How did Beyonce make that Grammy performance so spectacular? Some behind-the-scenes secrets

How did Beyonce make that Grammy performance so spectacular? Some behind-the-scenes secrets


Beyonce channelled real royalty in her golden outfits.
Photo: Reuters

Beyonce’s nine-minute performance at the 2017 Grammy Awards was among the most ambitious and logistically complex live segment the Grammys, or any other awards show, has attempted.

The expansive medley of Love Drought and Sandcastles employed two dozen dancers, a live band offstage and thousands of flowers spread across the full breadth of the Staples Centre stage. It also incorporated the interplay of Beyonce in the flesh with film footage of her pregnant form projected onto a scrim, or gauze backdrop, during the number.

The latter element took a good chunk of the 90-minute rehearsal time she was allotted on Thursday, and was a good reminder of how much work goes on backstage, and by technical teams, to make a performance seamless. Beyonce appeared on the first of four days of sessions fine-tuning nearly two dozen live performances for this year’s edition of the telecast.

“Can we bring the image down? It needs to look like her feet are really on the ground,” a disembodied voice boomed over the house public address system as crew members attempted to sync up images on the scrim with the live Beyonce stand-in on the stage behind it. The goal: to have them appear one and the same for millions of TV viewers.
Minutes rolled by, then more minutes, as nothing appeared to happen.

“What are we waiting on guys?” The voice asked again.

After preliminary run-throughs for the two dozen dancers to find and hit their marks, Beyonce joined in, outfitted in a glittering gold chain-mail dress draping her protruding belly (she’s having twins), a thick band of gold rings around her neck and a sunburst-like headdress.

On the first stab with the star on board, she experienced difficulty navigating through a bank of flowers around a chair she was to sit on during the Sandcastles second half of the sequence. The chair was quickly turned 180 degrees so she could take her position without first walking around it.

After a third time out, everything appeared to function as planned, at just a few minutes after rehearsals were scheduled to conclude at 9.30 p.m.

But the power of Beyonce is not to be underestimated.
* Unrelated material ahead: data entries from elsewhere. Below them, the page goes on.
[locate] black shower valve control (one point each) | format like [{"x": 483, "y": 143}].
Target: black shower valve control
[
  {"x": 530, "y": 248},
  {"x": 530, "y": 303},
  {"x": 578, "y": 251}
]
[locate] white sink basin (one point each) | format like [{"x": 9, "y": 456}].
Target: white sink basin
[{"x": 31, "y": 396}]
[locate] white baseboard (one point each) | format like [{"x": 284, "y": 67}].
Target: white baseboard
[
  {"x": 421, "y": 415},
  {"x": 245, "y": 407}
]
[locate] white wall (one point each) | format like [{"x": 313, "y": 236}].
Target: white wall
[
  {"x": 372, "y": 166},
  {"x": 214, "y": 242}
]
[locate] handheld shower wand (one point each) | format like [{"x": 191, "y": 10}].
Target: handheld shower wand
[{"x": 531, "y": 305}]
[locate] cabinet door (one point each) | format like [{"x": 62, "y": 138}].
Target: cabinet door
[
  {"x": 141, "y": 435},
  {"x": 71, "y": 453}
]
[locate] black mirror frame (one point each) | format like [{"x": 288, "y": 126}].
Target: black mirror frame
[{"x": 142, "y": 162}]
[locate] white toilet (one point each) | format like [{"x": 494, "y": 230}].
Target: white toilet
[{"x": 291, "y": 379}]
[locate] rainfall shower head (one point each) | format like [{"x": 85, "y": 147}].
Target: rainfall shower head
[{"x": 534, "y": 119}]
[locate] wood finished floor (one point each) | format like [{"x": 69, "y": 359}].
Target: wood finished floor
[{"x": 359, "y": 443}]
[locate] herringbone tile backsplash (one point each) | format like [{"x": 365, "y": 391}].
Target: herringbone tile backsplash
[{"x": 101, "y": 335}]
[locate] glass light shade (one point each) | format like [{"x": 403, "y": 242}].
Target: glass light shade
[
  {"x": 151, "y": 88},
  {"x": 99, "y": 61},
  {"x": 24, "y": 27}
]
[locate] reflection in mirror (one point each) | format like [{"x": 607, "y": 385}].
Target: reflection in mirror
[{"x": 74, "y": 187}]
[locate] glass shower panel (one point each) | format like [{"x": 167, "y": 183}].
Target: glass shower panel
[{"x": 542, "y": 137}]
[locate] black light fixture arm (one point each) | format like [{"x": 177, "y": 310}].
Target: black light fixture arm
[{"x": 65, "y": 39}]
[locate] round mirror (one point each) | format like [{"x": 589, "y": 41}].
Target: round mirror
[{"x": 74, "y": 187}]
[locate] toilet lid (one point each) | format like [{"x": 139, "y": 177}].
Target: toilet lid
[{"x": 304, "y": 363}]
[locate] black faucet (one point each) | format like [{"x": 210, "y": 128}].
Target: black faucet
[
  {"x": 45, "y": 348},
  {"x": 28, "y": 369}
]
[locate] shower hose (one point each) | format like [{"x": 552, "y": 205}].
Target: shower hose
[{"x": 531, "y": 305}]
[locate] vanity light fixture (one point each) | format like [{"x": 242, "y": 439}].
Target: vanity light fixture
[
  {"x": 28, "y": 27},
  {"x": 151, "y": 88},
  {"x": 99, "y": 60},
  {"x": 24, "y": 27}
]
“Can we do it one more time, please?” she asked, and without a moment’s pause, the answer boomed out: “Of course. Everyone take your places.”

“Thank you,” she replied. “I really appreciate it.”

Again singing the sequence that first calls a lover out for his lies, and then tells him “I know I promised that I couldn’t stay/But every promise don’t work out that way,” she added a coda with an even more hopeful message, voiced as flower petals floated down from above: “If we’re going to heal, let it be glorious.”

The stage manager’s voice, however, had the last word: “OK everybody. That’s a wrap. Strike the set.”